Installé en 1979 sur la ferme familiale, Alain Jeannet mène seul une exploitation de 80 000 litres de lait à comté pour 45 hectares de surface. La cinquantaine approchant, il n’envisage pas d’autre vie. « Je travaillais comme il faut et ça tournait bien ! » Mais en avril 2004, il saute le pas et rejoint le Gaec Perrot composé de deux frères, Thierry et Frédéric. Quels évènements l’ont fait changer d’avis ? Tout d’abord la ferme qui se situe en plein cœur du village.
Les allées et venues lui pèsent de plus en plus : « sauter sur le vélo, chercher les vaches, traire, les ramener au champ... et se faire engueuler... J’ai pensé arrêter le lait pour faire de la viande », raconte Alain Jeannet.
Impossible d’investir dans un nouveau bâtiment. La solution lui vient alors, comme une évidence. L’agriculteur travaille depuis huit ans avec le Gaec Perrot. Ils se connaissent bien. « C’est un atout pour se mettre en Gaec », pense l’agriculteur qui, à maintenant 52 ans, apprécie ses nouvelles conditions de travail. Le rythme d’exploitation a changé lui aussi. « Quand j’étais seul, au forfait, je n’investissais presque pas ».
Aujourd’hui, le Gaec inaugure un nouveau bâtiment pour les veaux, agrandit l’aire de stockage, a acheté deux postes de traite supplémentaires et aménage son bâtiment vaches laitières.

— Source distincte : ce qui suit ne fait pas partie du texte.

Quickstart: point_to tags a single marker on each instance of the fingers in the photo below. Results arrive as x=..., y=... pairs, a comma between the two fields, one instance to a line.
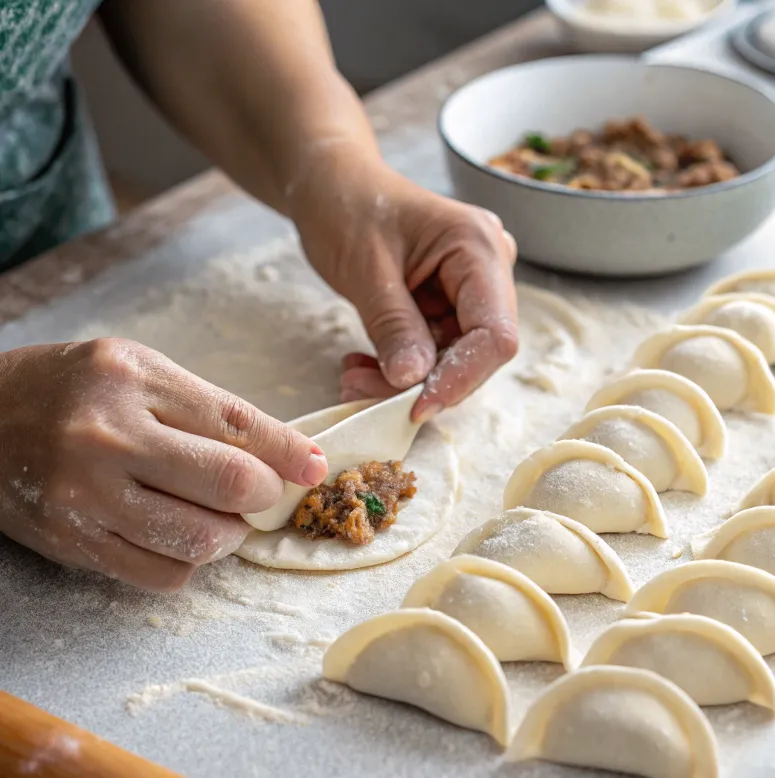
x=405, y=348
x=203, y=471
x=478, y=282
x=361, y=383
x=174, y=528
x=117, y=558
x=189, y=404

Alain suit les 230 bêtes du troupeau, une responsabilité qu’il partage avec Thierry Perrot. Il réalise aussi le labour et les apports d’engrais, Frédéric s’occupant plus particulièrement des céréales, des traitements et de la comptabilité. Mais les trois associés sont interchangeables en terme de travail. « Le Gaec est un atout, une force pour les systèmes d’exploitations mixtes de polyculture-élevage. Il contribue au maintien de l’agriculture dans des zones intermédiaires comme les nôtres en rationnalisant les investissements et en favorisant les économies d’échelle. Le Gaec est un outil de modernité qui permet de répondre aux préoccupations économiques et sociales des exploitants, avec un potentiel de production par
associé bien souvent inférieur à la moyenne départementale», remarque Frédéric Perrot.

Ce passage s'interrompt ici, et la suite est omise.